Developing and testing Smart Data use cases with synthetic data

Our aim is to launch a Smart Data challenge prize in 2024, contingent on the Smart Data Discovery Challenge demonstrating:

  • A range of promising Smart Data-powered use case ideas that can improve services for consumers and small businesses across a range of sectors; and
  • That there is an active innovator base ready to seize these opportunities.

The Smart Data challenge prize would be a competition that offers incentives to whoever can most effectively develop new solutions for how Smart Data could be used across sectors. 

In addition to financial incentives, as part of this Prize we would offer Challenge participants access to relevant synthetic data sets via a specially developed data sandbox to enable them to prototype and test their cross-sector Smart Data use cases.

Innovators that take part in the Smart Data Discovery Challenge will join a community of cutting-edge and creative thinkers to help us to shape the direction of a potential Smart Data Prize in 2024. We want creative people from across industry, academia and civil society to join the conversation about opening up services using Smart Data to make people’s lives better, and enrich our national data infrastructure.

Why synthetic data?

Consumer Smart Data is personal, highly sensitive and subject to Data Protection laws. Organisations holding such data on behalf of customers are obliged to protect it and generally have little appetite or incentive to share this data, citing both GDPR and commercial privacy concerns. This can create a significant barrier to innovation, preventing the sharing of data to uncover new insights and unlock value that can benefit individuals, organisations and the wider economy and society.

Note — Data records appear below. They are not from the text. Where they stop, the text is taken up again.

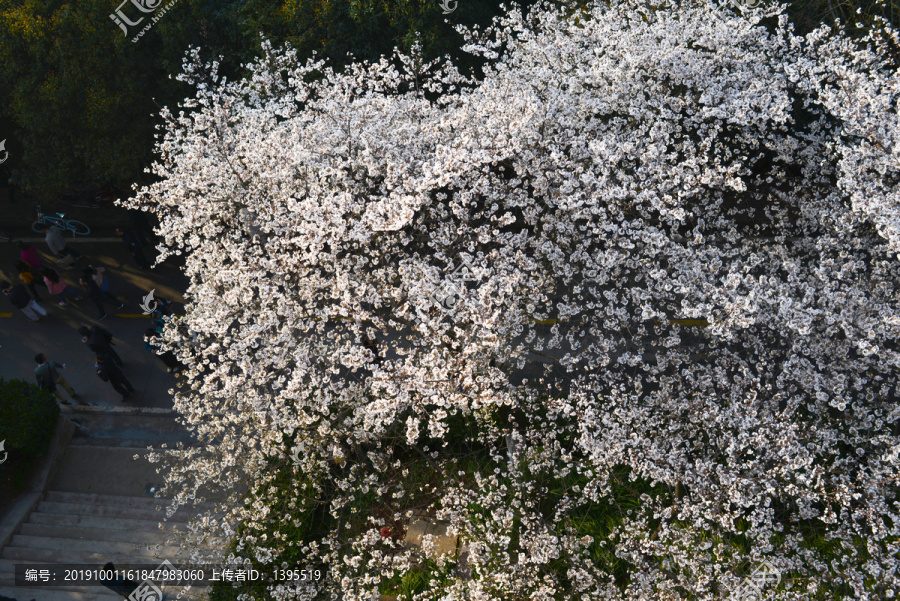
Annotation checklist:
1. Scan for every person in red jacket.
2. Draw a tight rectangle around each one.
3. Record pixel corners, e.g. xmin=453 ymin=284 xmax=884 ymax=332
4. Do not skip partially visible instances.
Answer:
xmin=16 ymin=240 xmax=43 ymax=271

Synthetic data is an approach used widely to test innovative new ideas without the risk of breaching privacy laws and potentially harming individuals.

Smart Data Foundry, one of the partners in the Smart Data Discovery Challenge, generates synthetic data artificially. This synthetic data is based on simulations of millions of real-world events, but does not contain any real personal information and requires no real data to be used in the synthesis process, thereby removing all GDPR concerns. Recent deployments include supporting industry collaboration events (‘tech sprints’) hosted by the Financial Conduct Authority (FCA), Payment Systems Regulator (PSR), Fintech Scotland as well as individual banks and fintech organisations.

Smart Data Foundry’s data products extend from existing Smart Data schemes like Open Banking, into personal identity, wider financial services (Open Finance) and telecommunications. By combining sector insight, publicly available data (from sources like ONS, Census, UK Finance) and statistical analyses of real datasets, Smart Data Foundry can create rich, realistic yet entirely synthetic data for networks of synthetic individuals and companies – for example: monthly energy and water bills; phone call and text message metadata; bank transactions and payments; company and director details, and so on.

Crucially for the potential Smart Data challenge prize – which would focus on cross-sector Smart Data use cases – this approach makes it possible to provide data that spans industries and sectors while maintaining a link across these datasets to individual consumers and small businesses. Unique identifiers can be assigned allowing us to simulate the capabilities of a Digital ID scheme without the complexity of implementing such a scheme. This means participants in a potential challenge prize would be able to develop and test Smart Data use cases that are cross-sectoral.

During the Smart Data Discovery Challenge, we will work with participants to identify additional datasets that need to be created, or changes to existing datasets to support promising use case ideas that have been proposed in the open call.

Then, to ensure that the synthetic data being created is representative of the real-world data it seeks to mimic, we will engage relevant sector experts, including data holders and other relevant stakeholders across industries emerging as candidates for Smart Data schemes and challenge prize use cases. These will provide industry expertise and insight to support the generation of synthetic data for the potential challenge prize.